Existe ainda o dia Internacional do Livro que é celebrado no dia 23 de abril e organizado pela UNESCO, é conhecido também como Dia Mundial do Livro e do Direito de Autor  – a data escolhida recorda a morte de dois grandes escritores, sendo eles: William Shakespeare e Inca Garcilaso de la Vega, ambos falecidos no dia 23 de abril de 1616por homenagear comemorações em decorrência sobre a proteção legal de obras e sobretudo, a propriedade intelectual em respeito aos autores e suas respectivas obras literárias, artísticas e afins.

Livros e Atualidade

Sabe-se que o livro já passou por diversas transformações, por volta do século XV Johann Gutenberg inventou a prensa dos tipos móveis, invenção essa que revolucionou não apenas a imprensa, mas também as formas de expressões, os livros e a sociedade como um todo. Os tipos e as chapas.

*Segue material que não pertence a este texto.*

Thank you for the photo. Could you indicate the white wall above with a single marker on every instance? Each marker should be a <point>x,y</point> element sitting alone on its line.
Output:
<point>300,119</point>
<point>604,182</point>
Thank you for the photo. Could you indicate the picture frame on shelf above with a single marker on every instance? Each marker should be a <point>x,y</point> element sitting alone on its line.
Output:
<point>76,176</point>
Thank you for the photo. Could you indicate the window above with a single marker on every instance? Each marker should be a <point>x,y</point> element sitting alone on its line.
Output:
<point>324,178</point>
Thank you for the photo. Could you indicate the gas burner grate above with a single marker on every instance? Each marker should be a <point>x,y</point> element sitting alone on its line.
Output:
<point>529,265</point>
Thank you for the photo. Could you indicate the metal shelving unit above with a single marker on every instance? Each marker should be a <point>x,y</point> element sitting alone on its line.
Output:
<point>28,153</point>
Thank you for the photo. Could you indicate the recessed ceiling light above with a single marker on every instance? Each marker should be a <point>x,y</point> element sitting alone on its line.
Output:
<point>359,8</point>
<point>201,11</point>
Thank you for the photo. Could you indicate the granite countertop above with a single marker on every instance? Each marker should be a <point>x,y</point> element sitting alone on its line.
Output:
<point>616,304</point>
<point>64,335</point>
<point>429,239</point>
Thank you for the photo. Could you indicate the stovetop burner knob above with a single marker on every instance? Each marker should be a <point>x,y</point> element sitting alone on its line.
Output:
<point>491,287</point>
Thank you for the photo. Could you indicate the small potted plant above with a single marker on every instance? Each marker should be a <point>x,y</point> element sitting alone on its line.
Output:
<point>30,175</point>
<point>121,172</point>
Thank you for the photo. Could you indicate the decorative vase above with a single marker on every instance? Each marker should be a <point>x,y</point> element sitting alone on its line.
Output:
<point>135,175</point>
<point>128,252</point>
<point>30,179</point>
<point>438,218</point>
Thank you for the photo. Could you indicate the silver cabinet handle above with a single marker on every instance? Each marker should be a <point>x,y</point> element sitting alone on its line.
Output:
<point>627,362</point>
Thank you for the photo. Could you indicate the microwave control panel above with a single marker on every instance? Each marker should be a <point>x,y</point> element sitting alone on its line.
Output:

A primeira tecnologia utilizada para a produção dos jornais, por exemplo, foi a dos ‘tipos’ móveis, essa tecnologia é muito antiga, foi popularizada no Ocidente por Gutenberg, ele criou a prensa e desenvolveu uma técnica para a produção desses ‘tipos’ de chumbo, isso aconteceu no século XIV e foi utilizado até o século XX por jornais do mundo todo, inclusive aqui no nosso país e em nosso Estado. Para ser mais exato, o ano foi 1450, onde Gutenberg teve uma invenção revolucionária de criar as letras de metal, foi por causa dessa invenção que foi viabilizado a imprensa e toda a sua escala que vem se acentuando.

Você tinha que pegar letra por letra para montar seu texto e juntando as letras você fazia uma chapa, existia um funcionário que se chamava “compositor”, que ele usava um componedor, então ele fazia a linha do texto e passava para a chapa, para conseguir ter sucesso nessa montagem o compositor tinha que assegurar que a posição das letras estavam corretas e estavam bastante fixadas para que obtivessem o resultado esperado no processo de impressão, se alguma estivesse solta, poderia se desfazer, quebrar o ‘tipo’ ou simplesmente não sair a letra na impressão. O funcionário levava bastante tempo, mesmo os mais ágeis, pois o trabalho era muito demorado, durava muito tempo para se produzir. 

Muitas máquinas foram utilizadas após a invenção de Gutenberg, nos dias de hoje temos formas mais simples e rápidas de reproduzir uma obra em larga escala, e sua distribuição  também passou por grandes processos, tendo agora modelos de obras digitais e/ou impressas mesmo sendo obras de outro país, por exemplo. O processo de globalização e os avanços tecnológicos proporcionam a rápida propagação de um produto, seja ele de seu país ou não, para reforçar isso, há as redes sociais a todo momento mostrando sua força e seu teor viral.

Na imagem, tipos móveis do Museu da Imprensa Eloy de Souza. | Foto: Victória Z. Alves

A revolução de um livro

Maria Firmina dos Reis. | Imagem: Revista CULT

Uma mulher nordestina confrontou os preconceitos de sua época, sendo considerada a primeira mulher a publicar um romance no Brasil. Maria Firmina dos Reis utilizou em sua obra uma temática abolicionista na literatura brasileira, a ‘abolicionista’ negra e educadora brasileira, faleceu em 1917. A revolução feita se diz pela coragem da autora em confrontar uma temática tão importante, mas também tão invisibilizada em seu tempo ser mulher, ser negra e ser nordestina a colocava em um papel característico –  a literatura era majoritariamente composta por escritores homens, o que, de certa forma, fazia o ato de escrever ser um ato de revolução e político. O seu livro “Úrsula” foi publicado com o pseudônimo de “Uma maranhense” o que pode representar a sua autopreservação e receio de alguma retaliação no meio. 

Em consequência deste ato de bravura e com a democratização da leitura e da escrita, hoje existem diversas maneiras de uma mulher vociferar sua voz por meio de obras, mesmo que em sua maioria sejam virtuais, por meio de aplicativos e plataformas digitais como: medium, carrd.co, wattpad, entre outras. O que de certa forma, dá brecha para o outro patamar: o da publicação por meio de selos editoriais.